Ce Noël 2022 est le deuxième plus chaud connu en France depuis l'après-guerre, selon Météo-France. L'indicateur thermique national (une moyenne de 30 stations réparties sur le territoire métropolitain) s'est établi à 11,3°C, dimanche.

La France a connu dimanche un Noël particulièrement doux, bien au-dessus des normales de saison et au deuxième rang des plus chauds depuis l'après-guerre, a annoncé, ce lundi, Météo France.

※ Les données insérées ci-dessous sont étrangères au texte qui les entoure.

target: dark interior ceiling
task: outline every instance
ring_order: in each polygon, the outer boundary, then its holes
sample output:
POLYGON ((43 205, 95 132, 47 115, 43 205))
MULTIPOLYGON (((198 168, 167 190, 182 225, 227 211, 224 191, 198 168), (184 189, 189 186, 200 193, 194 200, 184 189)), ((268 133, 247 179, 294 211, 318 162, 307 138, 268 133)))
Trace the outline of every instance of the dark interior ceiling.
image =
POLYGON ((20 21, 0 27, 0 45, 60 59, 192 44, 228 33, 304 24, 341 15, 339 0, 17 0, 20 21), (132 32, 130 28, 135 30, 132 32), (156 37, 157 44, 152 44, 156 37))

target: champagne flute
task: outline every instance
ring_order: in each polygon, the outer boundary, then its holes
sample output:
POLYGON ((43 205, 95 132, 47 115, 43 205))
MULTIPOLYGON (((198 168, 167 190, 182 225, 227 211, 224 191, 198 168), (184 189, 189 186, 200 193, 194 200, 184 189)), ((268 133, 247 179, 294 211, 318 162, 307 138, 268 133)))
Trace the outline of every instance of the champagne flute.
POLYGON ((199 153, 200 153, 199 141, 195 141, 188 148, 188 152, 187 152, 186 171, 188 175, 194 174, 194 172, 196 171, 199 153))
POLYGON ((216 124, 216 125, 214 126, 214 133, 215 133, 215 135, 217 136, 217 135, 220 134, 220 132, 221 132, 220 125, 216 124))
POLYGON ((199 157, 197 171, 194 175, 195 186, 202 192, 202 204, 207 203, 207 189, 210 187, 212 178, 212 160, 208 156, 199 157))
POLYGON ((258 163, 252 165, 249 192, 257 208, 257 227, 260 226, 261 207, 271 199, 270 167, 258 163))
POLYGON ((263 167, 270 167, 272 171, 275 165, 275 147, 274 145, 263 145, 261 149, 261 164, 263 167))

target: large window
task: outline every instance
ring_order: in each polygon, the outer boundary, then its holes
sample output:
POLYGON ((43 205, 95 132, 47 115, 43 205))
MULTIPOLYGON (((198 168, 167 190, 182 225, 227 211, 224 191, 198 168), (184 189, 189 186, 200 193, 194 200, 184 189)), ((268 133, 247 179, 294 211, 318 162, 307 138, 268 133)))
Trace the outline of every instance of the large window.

Dimanche, l'indicateur thermique national (une moyenne de 30 stations réparties sur le territoire métropolitain) s'est établi à 11,3°C, selon l'établissement public.

"C'est tout simplement le deuxième Noël le plus doux depuis le début de l'indicateur en 1947", a indiqué à l'AFP François Gourand, météorologue à Météo France. Le Noël le plus doux enregistré à ce jour reste toujours celui de 1997 avec 11,7°.

5,5° au-dessus de la normale

"11,3° c'est une anomalie de 5,5° au-dessus de la normale à l'échelle nationale, c'est considérable, ce qui veut dire que dans le détail il y a eu des valeurs à près de 10° au-dessus des normales voire un peu plus localement hier", a-t-il souligné.

Cette douceur s'explique par un flux amenant sur le pays des masses d'air douces. "Ces configurations météo ne sont pas exceptionnelles en soi mais maintenant les masses d'air qui remontent du sud ont tendance à toujours être un peu plus chaudes", remarque François Gourand.

Ce qui est surprenant, "c'est la différence des températures entre ce que l'on a eu il y a une dizaine de jours et ce que l'on vit actuellement", explique Patrick Marlière, Météorologue et directeur d’Agate Météo, invité sur RMC ce lundi.

"Il va falloir s'y habituer"

Météo France avait indiqué début décembre que 2022 serait l'année la plus chaude jamais enregistrée en France depuis le début des mesures en 1900, quelles que soient les températures en décembre, un symptôme du réchauffement climatique.

"On est inquiets que la sécheresse présente en 2022 se reproduise en 2023 avec des conséquences importantes sur les feux de forêt notamment. Il va falloir s'y habituer en France et sur l'Ouest de L'Europe", affirme, de son côté, Patrick Marlière.

Il conclut: "Les grandes lignes de la météo font qu'on attend un temps encore sec en 2023."